#P4820. Ant Book Overhang

    ID: 18064 Type: Default 1000ms 256MiB

Ant Book Overhang

Ant Book Overhang

Ants are known for their industrious nature, and now they face a challenging problem! The ants live in a library filled with identical rectangular books. They want to arrange these books on the edge of a horizontal table such that the books are placed horizontally with their width parallel to the table's edge (as shown in the figure), and no two books are placed at the same height.

The ants aim to maximize the horizontal overhang (i.e. how far the books extend beyond the edge of the table) while ensuring that the stack remains stable. A stack is considered unstable if for any book, the vertical projection of the center of mass of all books above does not lie strictly within the boundaries of that book (if it falls exactly on the edge, the stack is also unstable). The length of each book has been measured to be \(M\). Given \(N\) books in total, your task is to determine the maximum overhang that can be achieved without causing the stack to collapse.

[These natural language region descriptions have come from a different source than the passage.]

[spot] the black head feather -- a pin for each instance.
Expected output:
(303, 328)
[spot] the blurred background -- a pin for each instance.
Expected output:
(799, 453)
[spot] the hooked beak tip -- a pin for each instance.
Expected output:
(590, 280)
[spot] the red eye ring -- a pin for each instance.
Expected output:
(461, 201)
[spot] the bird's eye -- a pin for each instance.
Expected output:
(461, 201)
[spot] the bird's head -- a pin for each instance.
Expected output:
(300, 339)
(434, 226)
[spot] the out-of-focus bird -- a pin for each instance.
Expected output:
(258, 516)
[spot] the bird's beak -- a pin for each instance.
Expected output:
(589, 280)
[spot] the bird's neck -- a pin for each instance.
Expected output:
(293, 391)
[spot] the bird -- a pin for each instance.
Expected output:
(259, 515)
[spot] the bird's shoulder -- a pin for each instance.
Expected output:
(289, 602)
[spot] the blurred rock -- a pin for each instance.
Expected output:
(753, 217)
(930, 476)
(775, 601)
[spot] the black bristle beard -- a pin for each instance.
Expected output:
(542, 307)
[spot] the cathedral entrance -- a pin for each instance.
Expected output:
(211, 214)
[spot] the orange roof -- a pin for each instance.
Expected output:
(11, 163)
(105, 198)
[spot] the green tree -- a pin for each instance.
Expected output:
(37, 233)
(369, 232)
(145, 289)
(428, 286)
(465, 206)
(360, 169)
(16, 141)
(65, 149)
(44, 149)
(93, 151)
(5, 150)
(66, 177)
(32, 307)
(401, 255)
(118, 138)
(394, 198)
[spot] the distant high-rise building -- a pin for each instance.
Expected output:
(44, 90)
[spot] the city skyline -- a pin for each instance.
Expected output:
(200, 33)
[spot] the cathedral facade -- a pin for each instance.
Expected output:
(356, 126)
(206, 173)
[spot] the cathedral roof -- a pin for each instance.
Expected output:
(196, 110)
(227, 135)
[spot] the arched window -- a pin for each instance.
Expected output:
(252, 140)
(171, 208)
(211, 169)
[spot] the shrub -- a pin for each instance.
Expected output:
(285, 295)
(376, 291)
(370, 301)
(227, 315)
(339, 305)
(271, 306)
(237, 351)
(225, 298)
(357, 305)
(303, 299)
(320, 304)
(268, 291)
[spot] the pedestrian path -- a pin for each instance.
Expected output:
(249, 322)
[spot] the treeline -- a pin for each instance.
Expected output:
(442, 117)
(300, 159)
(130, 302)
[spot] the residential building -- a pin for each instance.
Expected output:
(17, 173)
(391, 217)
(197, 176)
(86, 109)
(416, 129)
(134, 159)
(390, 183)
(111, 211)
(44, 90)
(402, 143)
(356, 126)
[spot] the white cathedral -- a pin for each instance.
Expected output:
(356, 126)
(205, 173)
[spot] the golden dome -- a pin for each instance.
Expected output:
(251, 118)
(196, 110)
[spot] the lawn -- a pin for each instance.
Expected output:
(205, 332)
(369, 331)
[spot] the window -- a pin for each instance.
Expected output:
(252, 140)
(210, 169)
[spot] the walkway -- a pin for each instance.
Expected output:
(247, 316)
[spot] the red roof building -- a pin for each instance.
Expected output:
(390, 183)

Note: Under the idealized assumptions below, you may position each book at any real coordinate as long as the stack remains stable:

  • No effects of Earth’s rotation; gravitational acceleration is constant.
  • Every book is an ideal, uniform, rigid two-dimensional rectangle.
  • Books must be placed horizontally with their width parallel to the table edge.

Hint: The classical overhang problem shows that the maximum overhang achievable with \(N\) books is given by:

[ \text{Overhang} = \frac{M}{2} \sum_{i=1}^{N} \frac{1}{i} ]

Remember that if the center of mass of all books above any book does not lie strictly within that book, the structure will collapse. Use this formula to compute the maximum possible overhang.

inputFormat

The input consists of a single line containing two numbers \(M\) and \(N\) separated by a space, where \(M\) (a positive real number) is the length of each book and \(N\) (a positive integer) is the total number of books.

outputFormat

Output a single number representing the maximum overhang achievable (in the same units as \(M\)). The answer should be accurate up to at least 6 decimal places.